Euro zone economic mood cheers up a little in November
November 29, 2012 9:21 PM EST
Morale in the euro zone's economy improved for the first time in almost a year in November, but signs of stagnant investment plans for next year in industry dampened hope of a quick recovery from recession.
Economic sentiment in the euro zone rose 1.4 points to 85.7, ending an eight-month run of falls, the European Commission's monthly business and consumer survey showed on Thursday, beating forecasts.
However, the Commission's survey of industry found expectations of a 1 percent fall in real investment in 2013 compared to this year, casting doubt on optimism among European policymakers that growth will return next year.
The euro zone fell into a recession in July-September, its second since the global financial crisis in 2009, as French resilience could not make up for a slump across Europe and the three-year debt crisis slowed Germany to a crawl.

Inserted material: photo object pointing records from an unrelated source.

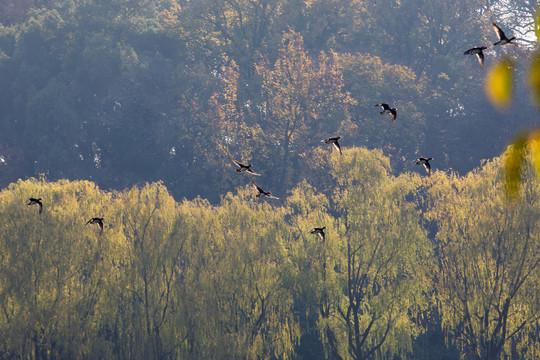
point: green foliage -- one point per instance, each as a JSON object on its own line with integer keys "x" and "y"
{"x": 246, "y": 279}
{"x": 488, "y": 262}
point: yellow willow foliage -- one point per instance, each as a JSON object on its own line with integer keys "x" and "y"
{"x": 488, "y": 260}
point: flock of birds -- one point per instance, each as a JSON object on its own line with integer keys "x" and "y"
{"x": 386, "y": 109}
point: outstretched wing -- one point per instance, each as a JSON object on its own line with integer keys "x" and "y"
{"x": 257, "y": 187}
{"x": 236, "y": 163}
{"x": 499, "y": 32}
{"x": 338, "y": 148}
{"x": 252, "y": 172}
{"x": 480, "y": 57}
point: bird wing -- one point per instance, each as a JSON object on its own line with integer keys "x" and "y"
{"x": 338, "y": 148}
{"x": 257, "y": 187}
{"x": 480, "y": 57}
{"x": 499, "y": 32}
{"x": 236, "y": 163}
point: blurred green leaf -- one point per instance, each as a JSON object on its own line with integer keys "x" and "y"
{"x": 534, "y": 141}
{"x": 499, "y": 84}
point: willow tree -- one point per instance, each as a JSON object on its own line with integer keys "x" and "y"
{"x": 52, "y": 269}
{"x": 488, "y": 262}
{"x": 384, "y": 256}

The Commission sees 0.1 percent growth in the euro zone economy next year, but the OECD and many international economists see the recession continuing in 2013.
"We expect the euro area to remain in recession in 2013," Citigroup said in a research note this week, predicting more interest rate cuts by the European Central Bank to try to stimulate the economy, which generates a fifth of global output.

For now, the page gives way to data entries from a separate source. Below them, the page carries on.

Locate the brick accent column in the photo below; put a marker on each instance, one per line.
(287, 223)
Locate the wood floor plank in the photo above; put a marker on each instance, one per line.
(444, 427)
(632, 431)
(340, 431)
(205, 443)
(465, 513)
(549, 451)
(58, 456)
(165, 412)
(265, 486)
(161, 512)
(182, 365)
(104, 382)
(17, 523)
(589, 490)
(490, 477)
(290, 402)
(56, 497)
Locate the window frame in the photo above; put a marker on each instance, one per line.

Still, economic sentiment in November was better than the decline expected by economists polled by Reuters and the Commission said confidence in industry increased significantly by the first time since February, helped by orders.
That may be a sign that the euro zone, while struggling at home with the debt crisis, may be benefiting abroad as the U.S. and Chinese economies regain some strength.
Separately, the Commission's business climate indicator, which points to the phase of the economic cycle, increased by 0.42 points to -1.19, and showed an improvement in the mood across much of the economy, including order books and output expectations.
Economists polled by Reuters had expected a figure of -1.60.